I know, I know. Tis the season. Everyone is talking about what they are thankful for. Now I am going to jump on the bandwagon and do the same thing. Personally, however, I am grateful we are reminded—at least once a year—to give thanks for what we have. Most of us, even if there are some struggles in our lives, or we have lost loved ones, or whatever the “bad” things might be, are actually still doing pretty well overall.
To say the last couple of years have been rough for me would be an understatement. What I want to focus on, however, is what I have gained through the struggles. Yes, it may be cliché, but I am grateful for what I have learned and how I have been forced—yes forced—to grow.
I will willingly say, I haven't necessarily struggled or faced many truly difficult things in my life. For that I am forever grateful. However, that has also made recent years all the more difficult. It has been a sort of “reality check” shall we say, and it has been very good for me.
Over the last couple of years I have gained an appreciation for my family whom I had sorely taken for granted. The reasons behind that are not my focus here. Instead I am grateful for the unconditional love that comes from family—both immediate and extended. When I was down, when I was broken, when I didn’t have any clue how to continue forward, my family rallied around me to buoy me up until I could swim on my own again. Even then, they stayed nearby just in case I needed relief.
I have come to appreciate honest, true, unwaivering friends. For a time I focused on all I had lost. Then I realized I hadn’t lost many of them, our relationship had simply changed. The relationships changed because of many factors. Ultimately, though, it changed because I recognized the need for the change—a change in my focus.

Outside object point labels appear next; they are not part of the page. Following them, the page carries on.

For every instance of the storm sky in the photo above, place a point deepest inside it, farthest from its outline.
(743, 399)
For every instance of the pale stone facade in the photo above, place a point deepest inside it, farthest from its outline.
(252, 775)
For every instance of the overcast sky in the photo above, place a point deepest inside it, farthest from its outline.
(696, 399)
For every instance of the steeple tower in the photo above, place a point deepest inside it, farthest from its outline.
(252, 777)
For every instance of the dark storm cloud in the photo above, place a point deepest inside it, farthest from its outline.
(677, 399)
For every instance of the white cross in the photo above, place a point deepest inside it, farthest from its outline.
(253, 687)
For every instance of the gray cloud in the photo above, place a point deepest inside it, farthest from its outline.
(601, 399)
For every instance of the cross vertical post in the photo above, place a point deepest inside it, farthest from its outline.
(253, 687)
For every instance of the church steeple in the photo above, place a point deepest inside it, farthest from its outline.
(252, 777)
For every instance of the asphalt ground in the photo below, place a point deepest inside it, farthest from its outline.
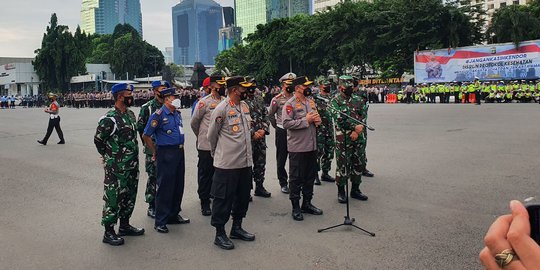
(442, 174)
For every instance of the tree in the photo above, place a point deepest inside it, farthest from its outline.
(61, 55)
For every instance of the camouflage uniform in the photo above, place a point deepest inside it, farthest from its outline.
(116, 142)
(144, 114)
(325, 136)
(260, 120)
(349, 157)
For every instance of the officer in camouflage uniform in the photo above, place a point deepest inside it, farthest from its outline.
(349, 139)
(148, 109)
(116, 142)
(261, 127)
(325, 134)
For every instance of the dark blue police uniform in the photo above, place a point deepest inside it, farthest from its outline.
(167, 128)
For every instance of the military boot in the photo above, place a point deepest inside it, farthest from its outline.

I was so focused on maintaining all of these outward relationships and not focused on maintaining myself. Friendships are important, yes, but self is most important. I believe you can’t fully contribute in life, in relationships, friendships, work, volunteering, anything if you are not at your personal best. If you are constantly contributing to others with little to no focus on yourself, you are simply draining yourself, and that supply will be exhausted eventually.
I am grateful for my friendships and for the fact they have been able to adjust. In many instances I may not be as close to many of those people, but I know in a pinch I could ask any one of them for help and they could ask the same of me. Most important, I am grateful to have learned the not to allow myself to be taken advantage of. It is still a struggle and I often have to step back and remind myself, but I know how important it is to my well-being. Me first doesn’t have to be selfish. If I give away everything—to my own detriment—not only do I have nothing left to give, but I have nothing left for myself. I am grateful to know that is OK to retain things for me.
I’m grateful for a new-found respect and admiration for myself. I don’t mean that in a arrogant or self righteous way. I just mean, I recognize that it was something I had lost—something I had given away, unconsciously. I recognize that regaining this is infinitely more difficult than holding on to it. I recognize that I am a deeply flawed person, but so is everyone out there. It doesn’t make any of us less than. We are all on a journey, and I believe most of us are trying to be better individuals—better friends, better co-workers, better family members, better people.
That’s what matters. No matter how far down we fall. No matter how many times we fail. No matter whether we meet every goal we set for ourselves. No matter how frustrated we get. I (we) continue to strive to be better. That’s what matters. Today I lift my head up, face the world and present a better version of myself than I was yesterday, because I have learned that much more than I knew before. I have one more day of experience and growth under my belt and for that I am thankful.